Das Kleid hing in Fetzen an ihr hinunter, es war teuer gewesen, aber es bedeutete ihm nichts im Vergleich zum Leben seiner Frau. „Marléne!“, schrie er heißer, schlug ihr sanft ins Gesicht, wollte sie nicht feste Schlagen, musste es aber. Tränen stiegen ihm in die Augen, als er sich über sie kniete. An ihrem Hangelenk hing ein kleiner Beutel. Er erkannte ihn sofort, haderte nicht lange mit sich, ergriff das Riechsalz und hielt es ihr unter die Nase. Ihre Augen zitterten erneut, ihre Lippen begannen zu beben, doch sie kam immernoch nicht vollständig zu sich. „Was ist nur los?“, ohne auf eine Antwort zu warten, legte er den Kopf in seine Hände. „Was ist los mit dir?“

Aufgebrachte Schritte erklangen vor der Tür, mit lautem Stimmengewirr wurde sie aufgestoßen, der König, der Arzt, sowie Dámien und Claudette stürmten zu ihnen hinein.

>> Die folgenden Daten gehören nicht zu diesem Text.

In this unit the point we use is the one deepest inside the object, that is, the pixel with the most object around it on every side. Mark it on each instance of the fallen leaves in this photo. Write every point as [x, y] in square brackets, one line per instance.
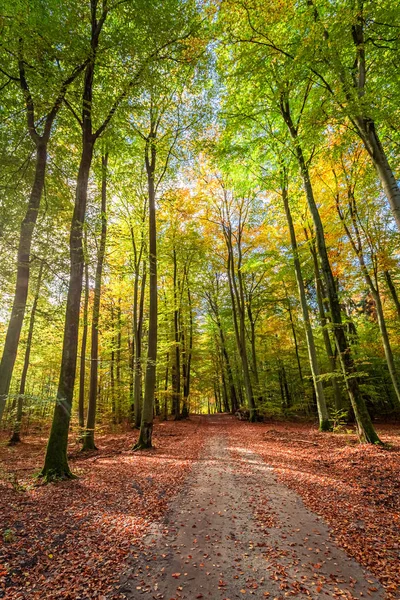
[356, 488]
[70, 540]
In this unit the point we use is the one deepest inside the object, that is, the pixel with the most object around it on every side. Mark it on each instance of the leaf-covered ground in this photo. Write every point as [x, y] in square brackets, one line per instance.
[69, 540]
[356, 488]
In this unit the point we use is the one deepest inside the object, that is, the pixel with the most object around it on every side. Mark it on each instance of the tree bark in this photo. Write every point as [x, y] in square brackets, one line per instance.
[177, 368]
[138, 332]
[323, 415]
[56, 462]
[366, 430]
[357, 246]
[82, 371]
[325, 333]
[16, 434]
[29, 222]
[393, 291]
[146, 426]
[22, 281]
[88, 440]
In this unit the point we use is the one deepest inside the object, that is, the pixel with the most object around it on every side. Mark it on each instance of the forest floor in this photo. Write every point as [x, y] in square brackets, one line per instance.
[220, 509]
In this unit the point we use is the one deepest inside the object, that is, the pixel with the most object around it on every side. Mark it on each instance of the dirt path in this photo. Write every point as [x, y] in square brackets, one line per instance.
[212, 544]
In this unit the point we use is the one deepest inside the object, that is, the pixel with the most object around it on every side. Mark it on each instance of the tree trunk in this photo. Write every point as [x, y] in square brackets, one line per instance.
[88, 440]
[138, 357]
[323, 415]
[146, 426]
[16, 435]
[366, 430]
[82, 371]
[22, 282]
[188, 359]
[325, 333]
[296, 345]
[177, 369]
[358, 249]
[393, 291]
[239, 326]
[56, 462]
[367, 132]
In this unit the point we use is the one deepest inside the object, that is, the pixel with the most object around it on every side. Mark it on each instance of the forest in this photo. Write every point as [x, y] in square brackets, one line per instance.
[199, 257]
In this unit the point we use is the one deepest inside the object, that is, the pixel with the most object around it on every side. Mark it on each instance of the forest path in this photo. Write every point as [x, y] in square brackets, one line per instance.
[236, 531]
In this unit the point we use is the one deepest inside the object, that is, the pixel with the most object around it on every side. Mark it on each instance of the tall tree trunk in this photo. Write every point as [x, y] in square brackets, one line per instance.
[177, 368]
[356, 242]
[29, 221]
[393, 291]
[366, 430]
[323, 415]
[82, 371]
[118, 363]
[325, 333]
[16, 434]
[239, 326]
[367, 132]
[296, 345]
[56, 462]
[138, 344]
[22, 281]
[146, 426]
[88, 440]
[187, 361]
[166, 388]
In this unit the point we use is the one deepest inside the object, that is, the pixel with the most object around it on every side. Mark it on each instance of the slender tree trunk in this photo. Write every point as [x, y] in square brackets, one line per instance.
[16, 434]
[82, 371]
[358, 249]
[325, 333]
[187, 362]
[29, 222]
[177, 369]
[367, 132]
[296, 345]
[323, 415]
[138, 344]
[240, 334]
[112, 374]
[88, 440]
[56, 462]
[366, 430]
[22, 281]
[118, 364]
[393, 291]
[166, 389]
[146, 426]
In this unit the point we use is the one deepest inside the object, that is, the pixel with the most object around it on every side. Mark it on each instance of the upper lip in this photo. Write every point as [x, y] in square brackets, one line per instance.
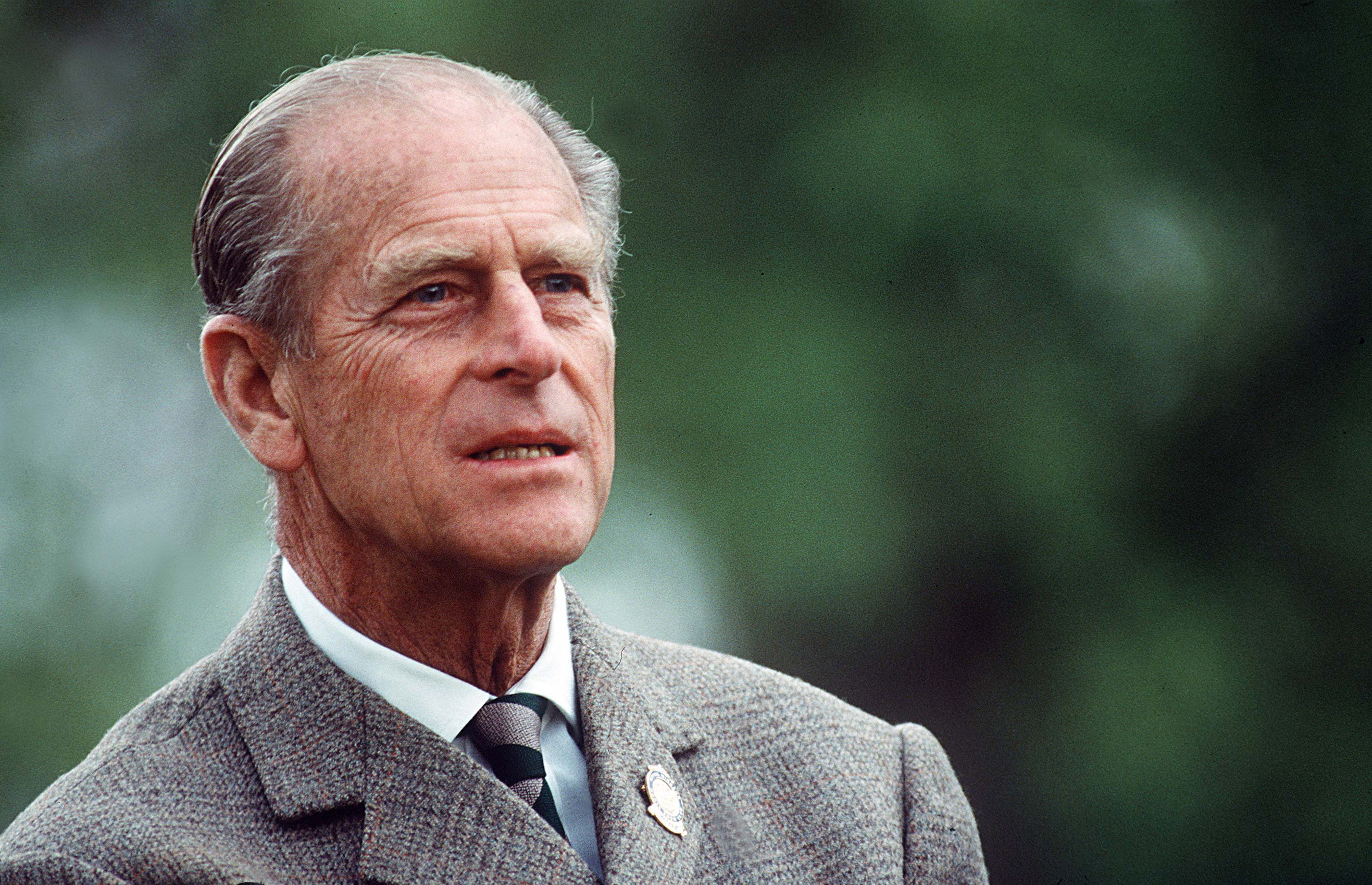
[541, 437]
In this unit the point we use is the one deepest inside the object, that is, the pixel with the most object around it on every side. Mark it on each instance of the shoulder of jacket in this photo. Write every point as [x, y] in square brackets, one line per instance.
[729, 684]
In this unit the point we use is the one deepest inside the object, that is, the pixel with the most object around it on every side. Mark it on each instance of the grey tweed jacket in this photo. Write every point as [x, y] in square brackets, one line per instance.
[267, 763]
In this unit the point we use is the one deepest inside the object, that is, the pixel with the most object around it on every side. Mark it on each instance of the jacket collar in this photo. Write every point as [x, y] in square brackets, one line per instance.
[320, 741]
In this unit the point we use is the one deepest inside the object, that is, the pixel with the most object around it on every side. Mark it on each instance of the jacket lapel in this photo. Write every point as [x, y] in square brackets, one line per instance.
[629, 722]
[322, 741]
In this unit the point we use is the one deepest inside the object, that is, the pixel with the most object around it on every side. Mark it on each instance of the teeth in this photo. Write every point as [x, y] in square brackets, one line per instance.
[500, 453]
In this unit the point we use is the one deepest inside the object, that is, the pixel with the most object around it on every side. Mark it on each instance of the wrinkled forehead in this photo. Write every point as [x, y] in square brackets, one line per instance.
[386, 145]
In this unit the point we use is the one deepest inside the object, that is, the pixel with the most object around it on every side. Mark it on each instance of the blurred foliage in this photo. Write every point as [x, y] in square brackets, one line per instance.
[1011, 361]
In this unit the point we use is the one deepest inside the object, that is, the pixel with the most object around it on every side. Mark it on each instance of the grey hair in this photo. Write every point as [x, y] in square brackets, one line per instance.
[254, 231]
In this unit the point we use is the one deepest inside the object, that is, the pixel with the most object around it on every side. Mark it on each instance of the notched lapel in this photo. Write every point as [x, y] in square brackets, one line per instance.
[320, 740]
[627, 726]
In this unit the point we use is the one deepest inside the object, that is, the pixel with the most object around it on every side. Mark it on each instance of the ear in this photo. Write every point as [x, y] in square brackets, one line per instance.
[240, 362]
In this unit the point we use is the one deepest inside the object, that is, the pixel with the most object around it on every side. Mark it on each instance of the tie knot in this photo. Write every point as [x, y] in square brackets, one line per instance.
[511, 720]
[507, 732]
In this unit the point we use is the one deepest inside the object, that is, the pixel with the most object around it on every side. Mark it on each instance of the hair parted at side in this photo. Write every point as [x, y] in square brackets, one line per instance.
[254, 232]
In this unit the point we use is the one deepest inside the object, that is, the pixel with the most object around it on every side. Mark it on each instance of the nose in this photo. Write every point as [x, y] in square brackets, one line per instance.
[516, 343]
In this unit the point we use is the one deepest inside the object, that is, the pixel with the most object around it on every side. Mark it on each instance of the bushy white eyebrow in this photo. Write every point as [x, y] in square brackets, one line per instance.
[571, 253]
[415, 264]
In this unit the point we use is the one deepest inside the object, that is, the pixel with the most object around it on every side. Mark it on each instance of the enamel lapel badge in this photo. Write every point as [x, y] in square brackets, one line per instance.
[664, 803]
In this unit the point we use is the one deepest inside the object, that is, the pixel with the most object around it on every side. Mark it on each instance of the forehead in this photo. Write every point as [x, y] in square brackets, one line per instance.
[376, 165]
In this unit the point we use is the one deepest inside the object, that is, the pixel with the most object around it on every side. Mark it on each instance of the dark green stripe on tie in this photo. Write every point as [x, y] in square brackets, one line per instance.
[507, 730]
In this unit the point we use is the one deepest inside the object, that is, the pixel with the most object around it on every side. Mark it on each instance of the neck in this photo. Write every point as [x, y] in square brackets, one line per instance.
[484, 627]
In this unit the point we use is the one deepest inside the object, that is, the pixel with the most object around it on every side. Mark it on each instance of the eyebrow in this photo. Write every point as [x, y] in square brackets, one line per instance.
[573, 253]
[415, 264]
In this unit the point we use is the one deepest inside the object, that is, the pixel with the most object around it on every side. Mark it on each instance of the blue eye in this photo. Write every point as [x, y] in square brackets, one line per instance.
[560, 283]
[430, 294]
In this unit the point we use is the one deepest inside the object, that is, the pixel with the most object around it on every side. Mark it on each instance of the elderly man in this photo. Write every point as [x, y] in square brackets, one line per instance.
[408, 267]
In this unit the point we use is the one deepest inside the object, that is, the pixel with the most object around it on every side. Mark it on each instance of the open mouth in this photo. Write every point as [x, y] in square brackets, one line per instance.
[519, 453]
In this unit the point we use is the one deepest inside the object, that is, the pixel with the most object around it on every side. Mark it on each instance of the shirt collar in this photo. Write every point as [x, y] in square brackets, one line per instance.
[441, 703]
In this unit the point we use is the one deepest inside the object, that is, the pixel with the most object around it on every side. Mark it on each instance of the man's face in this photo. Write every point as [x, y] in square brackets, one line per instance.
[459, 407]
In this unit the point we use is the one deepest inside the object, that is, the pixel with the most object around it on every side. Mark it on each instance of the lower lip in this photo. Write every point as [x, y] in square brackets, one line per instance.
[547, 459]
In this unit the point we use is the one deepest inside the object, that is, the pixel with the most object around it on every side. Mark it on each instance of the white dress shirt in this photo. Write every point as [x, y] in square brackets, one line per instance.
[445, 704]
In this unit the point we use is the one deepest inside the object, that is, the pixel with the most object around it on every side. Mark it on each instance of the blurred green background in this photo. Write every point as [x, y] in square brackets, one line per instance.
[995, 367]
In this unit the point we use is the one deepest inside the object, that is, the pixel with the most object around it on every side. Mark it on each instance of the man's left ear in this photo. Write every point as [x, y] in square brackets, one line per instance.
[240, 360]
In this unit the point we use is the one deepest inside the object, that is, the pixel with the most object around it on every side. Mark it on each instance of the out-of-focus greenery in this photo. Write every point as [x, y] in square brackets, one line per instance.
[995, 367]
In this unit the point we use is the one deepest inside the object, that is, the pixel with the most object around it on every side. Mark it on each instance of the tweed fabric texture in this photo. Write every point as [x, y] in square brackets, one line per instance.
[267, 763]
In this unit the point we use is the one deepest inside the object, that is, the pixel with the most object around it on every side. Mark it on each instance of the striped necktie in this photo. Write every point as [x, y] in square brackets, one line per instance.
[507, 730]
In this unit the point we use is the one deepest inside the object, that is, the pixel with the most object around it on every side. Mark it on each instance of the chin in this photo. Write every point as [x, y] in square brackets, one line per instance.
[526, 553]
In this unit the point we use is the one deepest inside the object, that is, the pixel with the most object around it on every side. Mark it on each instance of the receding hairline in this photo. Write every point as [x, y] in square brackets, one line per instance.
[262, 214]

Sein Vater leicht beschwippst, beugte sich ungalant über seine Schwiegertochter, drohte beinahe den Halt zu verlieren und auf sie zu stürzen. „Was … ist … los?“, lallend stieß er sich von der Bettkante ab, packte den Arzt am Kragen und warf ihn fast boshaft auf Marlénes leblosen Körper zu. „Sieh‘ nach!“

Ratlos und vermutlich auch mehr als nur angetrunken, tappste der Arzt auf seine Frau zu, beugte sich kurz über sie, fasste ihr an die Stirn und befühlte ihr Handgelenk.

Entnervt und von Schweiß durchnässt bat er den herangeeilten Lounos ihm aus seinem Umhang zu helfen, doch noch bevor dieser Hand anlegen konnte, ging ein allgemeines Raunen durch den Raum. Hastig stürmte er wieder nach vorne, überrannte dabei beinahe den Arzt und sank erleichtert auf die weiche Matratze. Marléne hatte die Augen geöffnet.